Empowering the Farm Team to Act Early
On the cellphone or laptop dashboard each cow’s activity, rumination and feeding levels are visible so that each team member has the background data to understand the alerts.
“It is really easy to understand and follow – even team members who are not very digital find it easy – and for any young ones it’s just intuitive.” Chad says.
Farm staff are trained by Chad to then use a protocol to understand what is going on with the highlighted and drafted cow.
“They walk her to the crush, is she limping? Possible lameness? Check her breathing – is it a respiratory problem? Check the udder – possible mastitis brewing? Check the back end – metritis or other repro issue? If you are not sure, take the rectal temperature.

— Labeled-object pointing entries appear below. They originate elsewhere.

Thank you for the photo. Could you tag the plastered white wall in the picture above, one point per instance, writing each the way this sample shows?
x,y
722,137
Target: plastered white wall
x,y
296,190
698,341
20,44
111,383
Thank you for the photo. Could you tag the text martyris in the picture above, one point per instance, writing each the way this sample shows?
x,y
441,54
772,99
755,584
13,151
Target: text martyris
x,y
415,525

If elevated, escalate to the manager for possible antibiotic input, if not, call it a digestive upset and treat with B12 vitamin shot, a Ketomax anti-inflammatory shot and a probiotic paste, all with no milk withholding issues, put her out in the sick cow mob and she can take it easy for a few days.”

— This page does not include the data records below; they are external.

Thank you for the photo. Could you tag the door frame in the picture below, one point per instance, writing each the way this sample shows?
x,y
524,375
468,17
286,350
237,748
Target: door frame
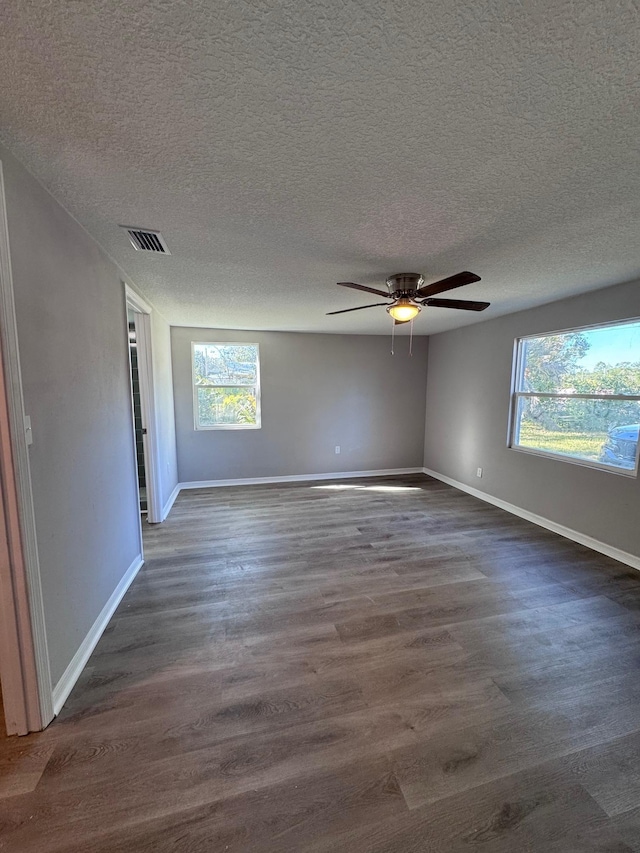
x,y
24,655
152,461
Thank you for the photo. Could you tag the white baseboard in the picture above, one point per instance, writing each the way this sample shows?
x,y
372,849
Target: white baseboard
x,y
71,674
166,509
575,535
298,478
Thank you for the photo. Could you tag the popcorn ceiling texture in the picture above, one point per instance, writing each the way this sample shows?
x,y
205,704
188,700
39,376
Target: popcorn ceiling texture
x,y
283,146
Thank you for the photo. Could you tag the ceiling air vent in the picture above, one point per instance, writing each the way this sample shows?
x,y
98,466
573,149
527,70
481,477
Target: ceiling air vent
x,y
144,240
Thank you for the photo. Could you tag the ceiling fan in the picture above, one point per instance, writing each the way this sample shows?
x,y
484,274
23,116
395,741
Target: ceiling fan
x,y
408,295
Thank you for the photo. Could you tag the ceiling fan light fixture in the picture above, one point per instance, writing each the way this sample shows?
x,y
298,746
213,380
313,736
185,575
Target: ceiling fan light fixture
x,y
403,309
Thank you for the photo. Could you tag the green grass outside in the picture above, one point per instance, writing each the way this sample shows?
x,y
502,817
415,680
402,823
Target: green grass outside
x,y
584,444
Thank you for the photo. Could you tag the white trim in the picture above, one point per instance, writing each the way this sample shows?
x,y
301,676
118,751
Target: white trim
x,y
137,302
78,662
166,509
20,452
575,535
298,478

Most of the time the intervention sorts the cow out, Chad says, and the early treatment usually prevents a couple more days of her developing whatever illness it was.
Better Outcomes Through Earlier Intervention
But by identifying she is off her food two-three days before a team member could notice she is hollowed out (or even a sharp stockperson could observe she is not herself), a very early intervention, pick-me-up treatment allows the cow to heal itself.
If the temperature is up, the developing infection will be treated with the antibiotic treatment relevant to her stage of lactation under advice from the vet, Chad says.
“The system is watching every cow, every day, all of the time – which is impossible to see in a large herd even for a really top stockperson.”
“The system has not necessarily decreased our antibiotic use, but it has done a lot for our vet callouts and cow losses, and we are minimising time out of the main milking mob.” Chad says the vet spend is down, but the vet still comes for the odd cow with undiagnosed illness, and they still lose some – but “those ones are on the vet – not on me”, he laughed.